Getting to the right heart rate during your cardio workouts is the key to improving your health and stamina while also losing weight by burning the optimal amount of fat and calories. But you need to reach that target heart rate in a safe way, so keep reading for a few ways to maintain a safe heart rate range during any exercise.

Get a Heart Rate Monitor

First off, the easiest way to keep track of your heart rate, without having to check your pulse manually and do the math to count your beats per minute, is by purchasing a high quality heart rate monitor. This should be comfortable to wear during your workouts, and it will give you an easy and quick reading of what your heart is doing.

Know What Your Target Heart Rate Is

Even if you have a heart rate monitor, you will need to know what your target heart rate is in order to determine if you are able to maintain a safe heart rate or not. A simple way to calculate your target heart rate is by doing some easy math.

To determine what your maximum heart rate is, simply subtract your age from the number 220. That will give you the beats per minute that you should not exceed.
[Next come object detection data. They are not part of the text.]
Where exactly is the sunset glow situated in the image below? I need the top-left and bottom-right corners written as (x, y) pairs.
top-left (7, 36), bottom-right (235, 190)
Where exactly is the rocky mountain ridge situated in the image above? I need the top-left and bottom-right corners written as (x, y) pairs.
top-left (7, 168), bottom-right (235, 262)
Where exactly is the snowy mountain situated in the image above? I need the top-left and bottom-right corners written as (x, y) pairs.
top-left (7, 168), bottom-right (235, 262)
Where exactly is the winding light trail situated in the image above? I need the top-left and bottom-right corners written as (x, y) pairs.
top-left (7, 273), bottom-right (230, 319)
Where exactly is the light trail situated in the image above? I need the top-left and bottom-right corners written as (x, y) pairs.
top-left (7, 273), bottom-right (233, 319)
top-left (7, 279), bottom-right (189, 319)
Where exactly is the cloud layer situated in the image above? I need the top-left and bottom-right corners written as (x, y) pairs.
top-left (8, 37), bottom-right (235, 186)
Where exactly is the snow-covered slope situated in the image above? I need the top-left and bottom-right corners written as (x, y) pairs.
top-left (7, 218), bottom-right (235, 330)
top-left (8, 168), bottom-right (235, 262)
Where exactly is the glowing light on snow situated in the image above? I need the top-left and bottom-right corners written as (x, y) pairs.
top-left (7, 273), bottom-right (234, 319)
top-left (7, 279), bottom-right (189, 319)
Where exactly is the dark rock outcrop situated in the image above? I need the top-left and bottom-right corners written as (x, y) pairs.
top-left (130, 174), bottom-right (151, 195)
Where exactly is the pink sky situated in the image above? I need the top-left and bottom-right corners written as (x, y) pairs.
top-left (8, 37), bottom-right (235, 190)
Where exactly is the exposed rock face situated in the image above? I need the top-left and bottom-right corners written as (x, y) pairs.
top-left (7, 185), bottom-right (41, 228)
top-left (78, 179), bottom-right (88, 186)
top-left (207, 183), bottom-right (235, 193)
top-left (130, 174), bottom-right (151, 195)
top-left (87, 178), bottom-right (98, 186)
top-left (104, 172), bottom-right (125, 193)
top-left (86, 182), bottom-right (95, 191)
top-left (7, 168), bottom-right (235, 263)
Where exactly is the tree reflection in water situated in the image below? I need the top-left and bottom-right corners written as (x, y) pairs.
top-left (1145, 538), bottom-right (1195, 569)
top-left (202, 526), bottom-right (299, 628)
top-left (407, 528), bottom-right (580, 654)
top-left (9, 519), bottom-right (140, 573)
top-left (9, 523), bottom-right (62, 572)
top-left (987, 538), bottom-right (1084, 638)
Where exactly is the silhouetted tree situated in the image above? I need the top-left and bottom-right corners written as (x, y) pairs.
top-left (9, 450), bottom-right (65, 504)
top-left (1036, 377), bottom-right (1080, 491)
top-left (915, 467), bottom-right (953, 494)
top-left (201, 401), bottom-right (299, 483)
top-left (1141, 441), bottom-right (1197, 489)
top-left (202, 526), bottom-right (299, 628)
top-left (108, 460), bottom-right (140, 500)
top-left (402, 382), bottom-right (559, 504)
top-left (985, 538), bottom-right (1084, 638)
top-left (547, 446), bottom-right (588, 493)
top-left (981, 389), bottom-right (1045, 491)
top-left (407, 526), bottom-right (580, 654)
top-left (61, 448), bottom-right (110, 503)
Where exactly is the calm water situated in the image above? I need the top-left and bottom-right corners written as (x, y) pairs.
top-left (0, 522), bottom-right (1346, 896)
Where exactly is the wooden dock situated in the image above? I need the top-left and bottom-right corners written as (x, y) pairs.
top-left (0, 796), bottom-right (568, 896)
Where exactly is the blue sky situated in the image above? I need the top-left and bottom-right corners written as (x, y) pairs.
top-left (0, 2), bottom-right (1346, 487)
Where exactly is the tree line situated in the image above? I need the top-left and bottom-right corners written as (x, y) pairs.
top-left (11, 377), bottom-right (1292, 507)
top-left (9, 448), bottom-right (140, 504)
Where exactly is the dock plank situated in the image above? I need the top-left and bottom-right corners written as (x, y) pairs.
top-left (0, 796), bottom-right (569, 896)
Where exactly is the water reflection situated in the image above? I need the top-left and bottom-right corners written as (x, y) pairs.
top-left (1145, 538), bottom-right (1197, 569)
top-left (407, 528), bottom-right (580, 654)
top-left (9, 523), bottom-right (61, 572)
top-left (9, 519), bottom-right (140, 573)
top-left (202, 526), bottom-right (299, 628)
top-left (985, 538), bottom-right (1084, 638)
To get your target heart rate number, you need to dive into percentages, as a target heart rate is anywhere from 50-85% of your max heart rate number. So you would get a range and try to stick to that range throughout your workout.

Ease into It

Although the goal of your workout is to reach your target heart rate range, you don’t want to push your body into it too quickly, as that could cause strain and stress on your entire body, including your cardiovascular system. Instead, ease into your workout with a warm-up and then progressively make it more intense as you raise your heart rate gradually.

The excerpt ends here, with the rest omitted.